WKPB
- Henderson, Kentucky; United States;
- Broadcast area: Tri-State Area
- Frequency: 89.5 MHz
- Branding: WKU Public Radio

Programming
- Format: Public radio
- Affiliations: American Public Media, National Public Radio, Public Radio International, Kentucky Public Radio

Ownership
- Owner: Western Kentucky University

History
- First air date: April 1, 1990; 36 years ago

Technical information
- Licensing authority: FCC
- Facility ID: 71864
- Class: C2
- ERP: 43,000 watts
- HAAT: 115 meters (377 ft)
- Transmitter coordinates: 37°51′06″N 87°19′43″W﻿ / ﻿37.85167°N 87.32861°W

Links
- Public license information: Public file; LMS;
- Website: wkyufm.org

= WKPB =

WKU Public Radio station in Henderson, Kentucky

WKPB (89.5 FM) is a radio station licensed to Henderson, Kentucky. The station is owned by Western Kentucky University, and is an affiliate of the WKU Public Radio network.
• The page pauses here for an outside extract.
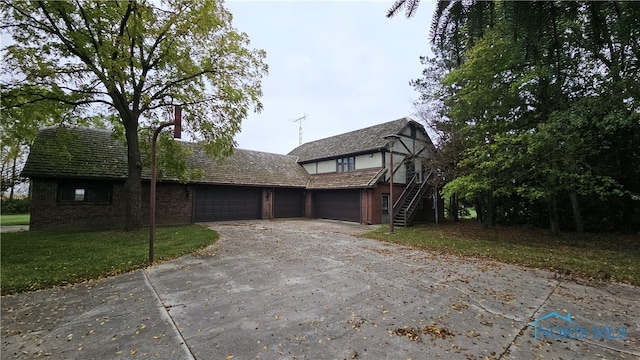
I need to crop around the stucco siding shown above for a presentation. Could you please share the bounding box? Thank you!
[317,160,336,174]
[356,152,382,170]
[302,163,316,175]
==History of call letters==
The call letters WKPB were earlier assigned to an FM station in Knoxville, Tennessee. Owned by the Knoxville Publishing Company (The Knoxville Journal newspaper), it began broadcasting October 15, 1947, on 93.3 MHz. This station ceased operations 18 months later, on April 15, 1949, with the Journal citing the uncertainty created by the advent of television. The newspaper sold its equipment to the University of Tennessee at Knoxville (which started WUOT using it that fall) and its records to the general public.